British novelist and comedy writer (born 1973)

Robert Hudson (born 1973) is a British novelist and comedy writer who has written journalism, particularly on sport and digital media, for many UK newspapers.

== Early life and education ==
Hudson was born in Zimbabwe, raised in Essex, and lives in Kilburn, London. He was educated at Jesus College, Cambridge, where he received a Ph.D. in intellectual history.

== Career ==
In 2007, the comedy musical Sherlock Holmes (the early years), for which he co-wrote the book, won the Theater for the American Musical award at the New York Musical Theatre Festival.

His novel The Kilburn Social Club, about a Premiership football club run on idealistic principles in an alternative version of modern London, was published by Vintage in 2009.

His second novel The Dazzle, about big game fishing in 1930s, was published by Vintage in 2013.

Since 2010, he has been curator and founder of the Kilburn-based comedy storytelling night Tall Tales, which has featured John Finnemore and Marie Phillips among others.

His comedy series Warhorses of Letters, co-written with Marie Phillips, was recorded for BBC Radio 4 starring Stephen Fry, Daniel Rigby, and Tamsin Greig and was first broadcast in October 2011. It ran for three series. The book of the series was crowd-funded through the Unbound platform.

His comedy series, Some Hay in a Manger, also co-written with Marie Phillips and starring Tamsin Greig, Joel Fry and Stephen Fry, was broadcast by Radio 4 over Christmas 2016.

He co-wrote a new version of the Gershwin/Wodehouse musical A Damsel in Distress with Jeremy Sams which was directed by Rob Ashford and first performed at Chichester Festival Theatre in June, 2015.

He wrote a new script for Frank Wildhorn and Jack Murphy's Wonderland, which was premiered in Edinburgh in 2017.

In 2020, BBC Radio 3 broadcast Magnitsky the Musical, which Hudson wrote with Johnny Flynn. The musical starred Flynn, Paul Chahidi, Fenella Woolgar and Ellie Kendrick, and was directed by Sasha Yevtushenko.

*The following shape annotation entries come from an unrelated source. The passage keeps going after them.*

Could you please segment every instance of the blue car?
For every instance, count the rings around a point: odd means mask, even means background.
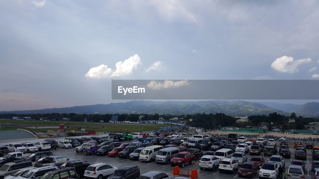
[[[145,140],[143,141],[143,143],[147,143],[147,142],[151,142],[151,140],[152,140],[153,139],[152,138],[149,137],[146,138]]]

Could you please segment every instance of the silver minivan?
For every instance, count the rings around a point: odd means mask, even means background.
[[[169,163],[171,159],[179,152],[178,148],[168,147],[160,150],[156,154],[155,161],[156,162]]]

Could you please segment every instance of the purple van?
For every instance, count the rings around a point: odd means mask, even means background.
[[[84,146],[84,147],[83,148],[83,152],[85,153],[86,154],[94,155],[96,153],[96,151],[97,150],[97,144],[94,143],[89,143]]]

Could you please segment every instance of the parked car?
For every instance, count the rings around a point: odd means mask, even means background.
[[[109,152],[111,151],[115,148],[115,147],[113,145],[103,146],[96,151],[96,154],[106,155]]]
[[[187,152],[179,152],[171,159],[171,165],[178,165],[181,168],[184,167],[185,164],[189,163],[191,165],[194,163],[195,160],[195,156]]]
[[[119,153],[124,150],[125,148],[124,147],[117,147],[113,149],[112,150],[108,153],[108,155],[109,157],[117,157],[118,156]]]
[[[279,154],[283,157],[290,158],[291,156],[291,152],[289,150],[283,149],[279,152]]]
[[[34,145],[31,142],[22,142],[21,143],[22,146],[25,147],[26,148],[26,152],[30,153],[32,152],[36,152],[39,150],[38,147],[34,146]]]
[[[204,168],[210,169],[215,171],[216,168],[218,168],[220,160],[215,156],[213,155],[204,155],[202,157],[198,162],[199,168],[203,170]]]
[[[260,156],[254,156],[249,160],[250,162],[255,163],[257,167],[261,167],[265,163],[265,159]]]
[[[116,170],[108,179],[137,179],[140,175],[138,167],[134,165],[128,165]]]
[[[225,158],[220,161],[219,166],[218,169],[219,172],[227,171],[234,174],[235,170],[238,169],[238,164],[236,161],[232,159]]]
[[[89,162],[85,160],[78,160],[64,163],[61,165],[61,167],[74,168],[78,174],[78,178],[80,178],[83,176],[85,170],[90,165]]]
[[[295,158],[299,158],[306,159],[307,158],[307,154],[303,150],[296,150],[295,153]]]
[[[66,141],[59,141],[58,142],[58,146],[59,147],[63,147],[64,149],[72,147],[72,144]]]
[[[238,168],[238,176],[245,176],[254,178],[257,174],[257,167],[253,163],[244,162]],[[259,169],[259,168],[258,168]]]
[[[46,142],[48,142],[51,145],[51,148],[56,149],[58,147],[58,142],[52,139],[46,139],[44,140]]]

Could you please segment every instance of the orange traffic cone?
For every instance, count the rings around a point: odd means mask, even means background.
[[[176,166],[174,168],[173,170],[173,175],[177,175],[179,174],[179,167]]]

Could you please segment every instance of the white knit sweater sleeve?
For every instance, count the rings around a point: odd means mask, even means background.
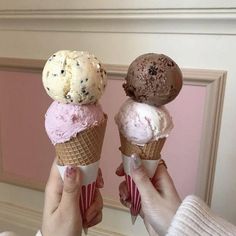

It won Best Original Single Drama at the 2021 BBC Audio Drama Awards.

in 2022, BBC Radio 3 broadcast Hall of Mirrors, a musical about John Maynard Keynes and the Peace Treaties which ended the two World Wars which Hudson wrote with Susannah Pearse. The musical starred Jamie Parker and Patsy Ferran and was directed by Sasha Yevtushenko.

Also in 2022, BBC Radio 4 broadcast Rossum's Universal Robots, a new musical version of Karel Capek's R.U.R. which was again written with Pearse. The musical starred Paul Chahidi, Jasmine Hyde, Paul Hilton, Clare Foster, Annieka Rose and Matthew Durkan and was directed by Sasha Yevtushenko.

In 2023, BBC Radio 4 Broadcast Plane Speaking, a dramatisation of the systemic failings which led to the Boeing 737 Max crashes of 2018 and 2019. This starred Clare Foster and Fenella Woolgar and was directed by Sasha Yevtushenko.

== Books ==
- Hudson, R. (2009). "The Kilburn Social Club"
- Hudson, R. and Phillips, M. (2012) Warhorses of Letters. London, UK: Unbound.
- Hudson, R. (2013). The Dazzle. London, UK: Jonathan Cape.